In Thailand hören Abgeordnete eine Beschwerde von 126 Fans, die von einem Angebot hereingefallen sind, um sie „in die Schlange“ für Karten zu helfen. Betrüger haben auch Online-Fangruppen infiltriert und versprechen exklusiven Zugang oder niedrigere Preise. Sobald das Geld gewechselt hat, verschwinden sie. Manche bieten sogar „Vollmachtformulare“ an – normalerweise verwendet, um Entscheidungsbefugnis an jemand anderen abzugeben –, um Opfer zu überzeugen, dass die Karten echt seien. Diese Taktiken sind so bekannt, dass Behörden mehrere Warnungen ausgegeben haben. Doch Fans fallen weiterhin darauf herein.

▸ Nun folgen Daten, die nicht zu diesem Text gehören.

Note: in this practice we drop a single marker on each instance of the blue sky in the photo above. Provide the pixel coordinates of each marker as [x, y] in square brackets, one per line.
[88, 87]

Kartenbedarf übersteigt Angebot

Die Tour, die im April begann und sich bis weit in das Jahr 2027 erstreckt, wird 34 Städte umfassen. BTS und ihr Label HYBE könnten fast 2 Milliarden Dollar (1,5 Milliarden Pfund) aus ihrem Wiedersehen mit Konzerten, Merchandise, Lizenzen, Albumverkäufen und Streaming-Umsätzen einnehmen, sagten einige Analysten der Nachrichtenagentur Reuters. In ganz Asien übersteigt die Zahl der Menschen, die Karten anpeilen, das verfügbare Angebot um das 15-Fache, berichtet der BBC. Weil die Nachfrage so groß ist, fügen sie weiterhin neue Termine hinzu. Nur letzte Woche erhielten Jakarta und Bulacan in den Philippinen jeweils eine dritte Vorstellung. Als der neue Termin bekannt gegeben wurde, entschloss sich Vevee, „wieder um diese Karten zu kämpfen“, aber diesmal über offizielle Kanäle, erklärt sie. „Ich war kurz vor einem Meeting an der Arbeit und fürchtete, dass jemand anderes die Karten schnappen könnte. Ich wollte einfach schnell das Geld überweisen, um sie zu sichern“, sagt sie. „Wenn ich nur einen Moment lang ruhig geblieben wäre, hätte ich die roten Flaggen vielleicht bemerkt.“

In Singapur erhielt die Polizei seit dem 1. Juni mindestens 62 Beschwerden zu BTS-Konzertkarten, wobei die Verluste mehr als 68.000 Singapur-Dollar betrugen. Der E-Commerce-Unternehmen Carousell hat den Weiterverkauf von Karten auf seiner Plattform ausgesetzt, und das Verbot gilt bis zum 22. Dezember, dem Datum des letzten Konzerts von BTS in Singapur. Letzte Woche teilten die malaysischen Behörden mit, dass sie 28 Berichte von Personen erhalten hätten, die angegeben hatten, Opfer von Betrug geworden zu sein, während sie versuchten, Karten zu sichern. Behörden versuchen, Konten zu verfolgen, die in den Transaktionen beteiligt waren, sagten sie.